NRW: Ein Bezirkszentrum stellt sich neu auf – Innenentwicklung am Beispiel Köln-Porz

Bereits seit Jahren stehen Innenstädte und Ortszentren als Handelslagen unter enormem Druck. Der generelle Strukturwandel im Einzelhandel spiegelt sich in steigenden Umsätzen des Online- Handels und vielerorts in Schließungen von Einzelhandelsbetrieben wider.

Problematische Entwicklungen, wie sie in diesem Zusammenhang zu beobachten sind, bspw. die aktuellen Filialschließungen von Galeria Karstadt Kaufhof, hat das auf die Versorgung seiner gut 114.000 Einwohner*innen ausgerichtete Bezirkszentrum Köln-Porz bereits vor vielen Jahren leidvoll erfahren müssen: Die Schließung des damaligen Flaggschiffes Hertie. Seitdem das Haus im Jahr 2009 aufgegeben wurde, hat das Zentrum einen massiven Wandel vollzogen. Zwar kann das bereits 2003 eröffnete Einkaufscenter City Center Porz mit seinen Magnetbetrieben weiterhin wichtige Kundenfrequenzen generieren, doch hat der örtliche Einzelhandel im Umfeld seine frühere strukturprägende Funktion deutlich eingebüßt.
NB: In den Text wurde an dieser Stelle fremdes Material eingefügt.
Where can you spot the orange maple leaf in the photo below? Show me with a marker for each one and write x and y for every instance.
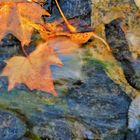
(34, 70)
(16, 17)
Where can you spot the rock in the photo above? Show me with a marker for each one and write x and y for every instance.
(55, 129)
(98, 103)
(72, 9)
(118, 43)
(137, 3)
(11, 127)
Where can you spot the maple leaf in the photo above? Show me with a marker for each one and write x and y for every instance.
(16, 17)
(34, 70)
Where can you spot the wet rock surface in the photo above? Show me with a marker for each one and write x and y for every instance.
(120, 48)
(11, 127)
(92, 108)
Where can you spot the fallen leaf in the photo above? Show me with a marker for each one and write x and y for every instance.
(33, 71)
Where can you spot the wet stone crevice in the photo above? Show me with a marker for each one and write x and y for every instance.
(120, 48)
(93, 108)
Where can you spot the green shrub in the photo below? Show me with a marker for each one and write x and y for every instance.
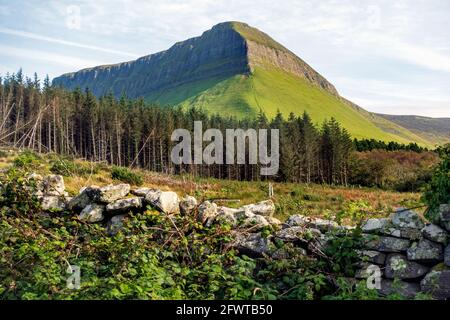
(126, 175)
(69, 168)
(27, 159)
(438, 190)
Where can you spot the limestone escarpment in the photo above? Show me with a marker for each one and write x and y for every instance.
(260, 55)
(218, 53)
(226, 50)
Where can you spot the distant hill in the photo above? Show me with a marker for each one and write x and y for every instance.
(237, 70)
(435, 130)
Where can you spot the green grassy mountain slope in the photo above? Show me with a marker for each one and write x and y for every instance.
(234, 69)
(435, 130)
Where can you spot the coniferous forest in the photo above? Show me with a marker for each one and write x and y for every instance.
(134, 133)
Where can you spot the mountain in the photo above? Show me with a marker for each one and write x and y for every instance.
(435, 130)
(234, 69)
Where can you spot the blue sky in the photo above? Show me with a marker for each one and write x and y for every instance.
(388, 56)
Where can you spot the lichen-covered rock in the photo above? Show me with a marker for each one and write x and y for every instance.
(35, 184)
(444, 216)
(254, 223)
(124, 205)
(426, 251)
(322, 224)
(242, 214)
(297, 220)
(113, 192)
(385, 244)
(434, 233)
(408, 233)
(407, 219)
(86, 196)
(437, 283)
(253, 244)
(225, 216)
(166, 201)
(53, 203)
(273, 221)
(187, 205)
(92, 213)
(447, 256)
(372, 256)
(207, 212)
(115, 224)
(284, 253)
(54, 185)
(141, 192)
(375, 225)
(290, 234)
(367, 270)
(406, 289)
(398, 266)
(263, 208)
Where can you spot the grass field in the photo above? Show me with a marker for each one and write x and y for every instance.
(333, 202)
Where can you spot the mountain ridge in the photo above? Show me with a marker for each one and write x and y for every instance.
(238, 70)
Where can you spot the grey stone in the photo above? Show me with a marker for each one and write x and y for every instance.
(375, 225)
(434, 233)
(54, 185)
(273, 221)
(437, 283)
(92, 213)
(141, 192)
(115, 224)
(37, 181)
(425, 251)
(385, 244)
(408, 233)
(284, 253)
(290, 234)
(242, 214)
(447, 256)
(406, 289)
(225, 217)
(398, 266)
(444, 216)
(166, 201)
(263, 208)
(372, 256)
(113, 192)
(322, 225)
(253, 244)
(124, 205)
(84, 198)
(255, 223)
(188, 205)
(297, 220)
(367, 270)
(207, 212)
(404, 218)
(53, 203)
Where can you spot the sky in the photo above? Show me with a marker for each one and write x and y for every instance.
(387, 56)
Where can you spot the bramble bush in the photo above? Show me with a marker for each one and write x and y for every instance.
(150, 258)
(126, 175)
(438, 190)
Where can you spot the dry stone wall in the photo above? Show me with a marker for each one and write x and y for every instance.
(410, 254)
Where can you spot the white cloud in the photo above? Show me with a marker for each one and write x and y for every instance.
(51, 58)
(64, 42)
(339, 38)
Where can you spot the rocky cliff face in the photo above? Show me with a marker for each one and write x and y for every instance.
(219, 52)
(227, 49)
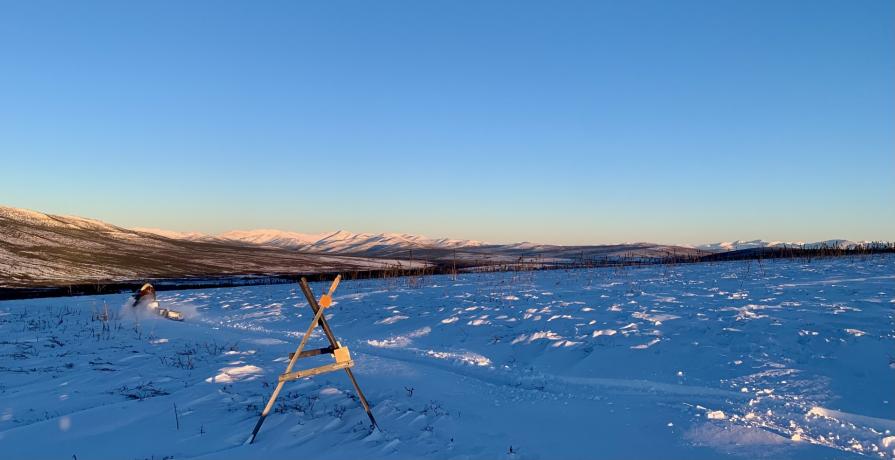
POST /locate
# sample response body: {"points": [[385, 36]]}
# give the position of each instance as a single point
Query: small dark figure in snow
{"points": [[147, 293]]}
Insbesondere in der traditionellen Einkaufsstraße des Porzer Bezirkszentrums sowie in den Randlagen der City sind Trading-Down-Tendenzen erkennbar, die z. T. durch städtebauliche Missstände forciert werden. Die Anzahl der Einzelhandelsbetriebe schrumpfte deutlich – allein in fünf Jahren (2016 bis 2021) verschwanden knapp zehn Prozent der Handelsobjekte. Insbesondere inhabergeführte Geschäfte wurden aufgegeben. Oftmals folgten dienstleistungsorientierte oder gastronomische Angebote; in einzelnen Bereichen des Bezirkszentrums prägen Leerstände das Stadtbild. Auch Vergnügungsstätten (Spielhallen, Wettbüros) haben zentrale Ladenlokale belegt. So zeigt die traditionelle Bahnhofstraße aktuell nur einen eingeschränkten Branchenmix bei einer gleichzeitig hohen Ansiedlung und Fluktuation gastronomischer Betriebe im Imbissbereich.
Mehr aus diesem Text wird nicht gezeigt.